However, all of that may be a moot point anyway, as the Panasonic AG-1980P TBC is not a full frame TBC with frame synchonization abilities. It's a full field TBC, which is basically a multi-line TBC. (Just don't mistakenly think it's better than the JVC line TBC, which is a technically weaker TBC. However, most advanced users know it can outperform the Panasonic most of the time.) It may be a relative of the error found on the AVT-8710, but I doubt it's identical.

Quote:
problem with tapes that are transferred to the computer for editing, because the entire picture is visible and you're more likely to see individual frames when you're editing
Just mask it. By default, you should drop a matte on tape conversion work to hide any possible noise that may be found in the overscan. There's always something, and it very often changes exact position over the course of the tape -- especially if the tape was used for multiple recordings, or even multiple cameras/VCRs. It's rare that you need to really get in there and save that last 5% of image (forensic video work).

Quote:
with fast motion shots
You know, it's always possible this is how the tape was recorded.
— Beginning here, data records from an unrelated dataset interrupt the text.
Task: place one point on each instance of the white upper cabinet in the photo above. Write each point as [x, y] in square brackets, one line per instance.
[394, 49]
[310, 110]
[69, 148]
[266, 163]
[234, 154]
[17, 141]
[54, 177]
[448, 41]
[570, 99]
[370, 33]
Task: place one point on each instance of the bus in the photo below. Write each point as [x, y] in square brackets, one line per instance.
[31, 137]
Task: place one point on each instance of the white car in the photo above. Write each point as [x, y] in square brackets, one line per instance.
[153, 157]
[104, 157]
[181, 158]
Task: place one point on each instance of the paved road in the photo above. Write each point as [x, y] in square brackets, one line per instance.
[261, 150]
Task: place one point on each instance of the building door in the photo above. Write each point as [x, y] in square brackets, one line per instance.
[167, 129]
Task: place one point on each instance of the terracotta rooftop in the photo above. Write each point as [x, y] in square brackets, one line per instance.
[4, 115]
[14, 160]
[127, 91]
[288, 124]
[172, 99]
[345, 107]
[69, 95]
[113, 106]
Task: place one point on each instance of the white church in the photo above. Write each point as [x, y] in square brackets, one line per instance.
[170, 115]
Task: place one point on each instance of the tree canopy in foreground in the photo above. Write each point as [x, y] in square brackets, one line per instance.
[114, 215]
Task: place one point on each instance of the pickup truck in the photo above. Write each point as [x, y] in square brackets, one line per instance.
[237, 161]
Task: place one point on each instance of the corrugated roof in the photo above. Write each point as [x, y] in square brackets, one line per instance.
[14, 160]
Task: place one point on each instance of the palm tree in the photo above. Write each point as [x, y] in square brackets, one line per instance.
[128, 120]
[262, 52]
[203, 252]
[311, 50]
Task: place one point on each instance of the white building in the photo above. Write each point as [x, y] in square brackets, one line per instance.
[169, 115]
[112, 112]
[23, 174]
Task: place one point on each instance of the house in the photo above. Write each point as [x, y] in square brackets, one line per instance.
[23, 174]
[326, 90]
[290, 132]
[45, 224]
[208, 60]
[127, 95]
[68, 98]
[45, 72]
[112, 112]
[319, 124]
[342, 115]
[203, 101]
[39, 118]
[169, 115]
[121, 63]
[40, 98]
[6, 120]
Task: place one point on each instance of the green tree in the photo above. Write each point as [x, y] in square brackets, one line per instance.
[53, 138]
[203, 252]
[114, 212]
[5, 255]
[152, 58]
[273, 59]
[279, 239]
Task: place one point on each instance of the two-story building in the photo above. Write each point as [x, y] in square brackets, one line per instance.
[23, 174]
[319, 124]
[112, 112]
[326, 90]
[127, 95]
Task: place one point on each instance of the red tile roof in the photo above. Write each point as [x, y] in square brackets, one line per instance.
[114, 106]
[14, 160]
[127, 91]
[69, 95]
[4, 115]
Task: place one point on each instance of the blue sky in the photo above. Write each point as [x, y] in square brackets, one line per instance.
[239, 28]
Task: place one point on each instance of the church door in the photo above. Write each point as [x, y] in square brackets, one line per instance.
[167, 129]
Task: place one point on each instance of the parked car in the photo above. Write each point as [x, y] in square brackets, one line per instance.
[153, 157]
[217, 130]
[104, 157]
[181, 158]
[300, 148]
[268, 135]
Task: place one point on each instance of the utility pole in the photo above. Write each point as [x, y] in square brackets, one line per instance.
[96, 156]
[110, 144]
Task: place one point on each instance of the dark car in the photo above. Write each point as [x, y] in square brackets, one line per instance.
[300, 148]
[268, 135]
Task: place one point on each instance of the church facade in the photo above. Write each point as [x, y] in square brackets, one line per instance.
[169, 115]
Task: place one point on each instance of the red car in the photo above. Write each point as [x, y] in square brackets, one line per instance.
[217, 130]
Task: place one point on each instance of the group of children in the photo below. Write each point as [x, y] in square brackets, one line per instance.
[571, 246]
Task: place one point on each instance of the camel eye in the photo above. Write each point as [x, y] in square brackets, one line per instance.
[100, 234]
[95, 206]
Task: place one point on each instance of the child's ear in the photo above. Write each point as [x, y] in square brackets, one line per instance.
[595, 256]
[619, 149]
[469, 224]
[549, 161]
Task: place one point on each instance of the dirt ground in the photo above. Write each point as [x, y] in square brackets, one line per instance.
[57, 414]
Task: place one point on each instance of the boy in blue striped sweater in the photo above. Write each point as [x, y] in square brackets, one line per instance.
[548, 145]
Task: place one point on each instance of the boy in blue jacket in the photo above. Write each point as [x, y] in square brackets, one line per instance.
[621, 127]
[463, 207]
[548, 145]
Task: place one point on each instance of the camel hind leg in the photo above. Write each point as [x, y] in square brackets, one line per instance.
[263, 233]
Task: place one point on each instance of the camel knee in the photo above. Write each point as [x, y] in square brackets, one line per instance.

Don't automatically assume the player is always at fault -- very often (most often?) errors are a direct result of the camera/VCR that created a tape, and not the one that's currently playing it back. Assuming the current VCR is good, of course -- which is the case for the Panasonic AG-1980.

Quote:
Thanks for your help.
Always glad to help.

When I find some time to browse those tech manuals, I'll let you know what I come across. I'll see about flipping through some pages tomorrow for you.